Research into vaginal cancer

Researchers around the world are looking at better ways to treat vaginal cancer and manage treatment side effects.

Go to Cancer Research UK’s clinical trials database if you are looking for a trial for vaginal cancer in the UK. You need to talk to your specialist if there are any trials that you think you might be able to take part in.

Research and clinical trials

All cancer treatments have to be fully researched before they can be used for everyone. This is so we can be sure that:

  • they work
  • they work better than the treatments already available 
  • they are known to be safe

Preventing vaginal cancer

There’s a known link between vaginal cancer and infection with the human papilloma virus (HPV).

There are tests available which pick up the types of human papilloma virus that cause cancer. HPV testing is now part of the national screening programme to prevent cervical cancer. It may also prove useful in preventing vaginal cancer.

Vaccines have been developed to stop people from becoming infected with the HPV virus.

Vaccines to treat vaginal cancer that has come back

Doctors are looking at a new vaccine called RNA for women with vaginal cancer that’s come back. It has been made in the laboratory to help the immune system to recognise and attack a type of virus called HPV16. This is a type of human papilloma virus (HPV)  which can cause cell changes that can develop into cancer.

This type of treatment is highly experimental. At the moment, cancer vaccines are still largely unproven, and they’re available only in clinical trials. Doctors want to find the highest safe dose of RNA vaccine and learn about the side effects as well as finding out how well the RNA vaccine works as a treatment.

Treatment side effects

After treatment to the pelvic area, some people can have long term side effects. Trials are looking at ways to reduce or manage these side effects.

Bowel changes

Radiotherapy to the pelvis can cause a thickening of the tissue, making it less stretchy. This is called fibrosis and can cause bowel problems. Doctors want to find out if a combination of palm oil supplement and a drug called pentoxifylline can reduce the bowel symptoms caused by pelvic radiotherapy.

Doctors are developing a tool to identify people who have tummy or bowel problems following radiotherapy treatment. The researchers hope that the study results will help doctors to identify people who may need help with symptoms after pelvic radiotherapy.

Researchers want to know if an electronic nose can predict long term changes in bowel function after radiotherapy to the pelvis. An electronic nose is a device that can sniff individual smells to identify bacteria types.

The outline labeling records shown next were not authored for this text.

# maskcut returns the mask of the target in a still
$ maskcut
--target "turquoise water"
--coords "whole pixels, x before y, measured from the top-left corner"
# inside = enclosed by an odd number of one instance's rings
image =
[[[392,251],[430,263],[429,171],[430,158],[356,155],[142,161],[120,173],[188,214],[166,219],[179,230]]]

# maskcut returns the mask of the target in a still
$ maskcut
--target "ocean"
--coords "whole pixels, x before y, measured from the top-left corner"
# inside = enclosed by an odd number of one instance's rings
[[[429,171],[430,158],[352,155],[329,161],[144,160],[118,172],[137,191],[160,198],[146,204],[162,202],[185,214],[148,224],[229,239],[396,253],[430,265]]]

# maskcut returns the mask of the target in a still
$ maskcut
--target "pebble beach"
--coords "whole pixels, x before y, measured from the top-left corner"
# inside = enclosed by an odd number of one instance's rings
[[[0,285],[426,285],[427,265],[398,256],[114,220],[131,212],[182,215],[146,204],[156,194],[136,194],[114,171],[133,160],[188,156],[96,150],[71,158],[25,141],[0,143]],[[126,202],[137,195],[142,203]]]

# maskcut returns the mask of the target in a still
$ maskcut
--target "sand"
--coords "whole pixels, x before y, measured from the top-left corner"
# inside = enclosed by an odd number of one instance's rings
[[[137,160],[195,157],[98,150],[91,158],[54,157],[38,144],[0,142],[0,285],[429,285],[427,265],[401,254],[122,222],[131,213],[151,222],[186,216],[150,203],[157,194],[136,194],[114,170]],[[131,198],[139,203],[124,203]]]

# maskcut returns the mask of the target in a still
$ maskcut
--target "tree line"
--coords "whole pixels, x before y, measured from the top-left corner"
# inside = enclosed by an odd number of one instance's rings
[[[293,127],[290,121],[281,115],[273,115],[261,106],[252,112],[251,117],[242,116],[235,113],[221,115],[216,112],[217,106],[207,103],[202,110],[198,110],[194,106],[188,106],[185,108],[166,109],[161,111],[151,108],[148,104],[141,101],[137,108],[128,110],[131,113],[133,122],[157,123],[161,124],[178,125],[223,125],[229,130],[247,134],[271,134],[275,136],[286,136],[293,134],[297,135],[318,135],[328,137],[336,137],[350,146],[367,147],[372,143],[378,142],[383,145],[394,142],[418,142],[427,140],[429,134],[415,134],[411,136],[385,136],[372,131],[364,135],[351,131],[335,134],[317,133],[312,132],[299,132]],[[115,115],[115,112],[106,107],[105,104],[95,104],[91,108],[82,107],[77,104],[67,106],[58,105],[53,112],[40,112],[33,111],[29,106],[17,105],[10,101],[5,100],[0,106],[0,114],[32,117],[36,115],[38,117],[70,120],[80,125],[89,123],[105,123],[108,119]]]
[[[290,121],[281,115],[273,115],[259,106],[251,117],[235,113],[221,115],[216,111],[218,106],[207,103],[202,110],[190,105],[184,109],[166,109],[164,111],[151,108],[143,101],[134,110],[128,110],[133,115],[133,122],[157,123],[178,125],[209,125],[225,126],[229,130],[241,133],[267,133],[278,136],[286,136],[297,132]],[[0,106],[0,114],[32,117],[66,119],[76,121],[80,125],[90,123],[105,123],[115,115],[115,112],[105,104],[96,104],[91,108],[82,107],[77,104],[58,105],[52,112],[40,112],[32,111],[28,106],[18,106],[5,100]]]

Researchers use it to identify bacteria from patient poo samples, to see who develops severe bowel symptoms as a long term problem following radiotherapy.

Reporting symptoms

Researchers are looking at a computer based system for people to report treatment side effects on line. Patients complete questionnaires about how they feel during and after cancer treatment. The researchers want to see if there are benefits to using this system compared to standard care.

Living with vaginal cancer


Researchers have been looking at support for women with vaginal cancer. Women in one group were contacted by a woman who had similar treatment, and had special training in giving support. This is called peer support.

The study found that most patients and those giving peer support described benefits from the programme. It helped people feel less alone and more confident about coming through their cancer experience. Many said they had less anxiety and anger, and an increased sense of wellbeing. The supporters also found the process helpful and said it turned a negative experience of cancer into a positive one.

Controlling symptoms

Researchers are looking at how well a type of treatment called HIFU can control symptoms of women’s cancer that has come back. HIFU stands for high intensity focused ultrasound. It uses high frequency sound waves which deliver a strong beam to a specific part of the cancer and kills some cells. It might help with symptoms such as pain or bleeding.


Following treatment you might have physical or emotional difficulties which can affect your health and quality of life. Researchers want to know if offering 2 planned rehabilitation sessions can help women return to as normal life as possible. At the moment doctors refer people to the rehabilitation services when a problem arises.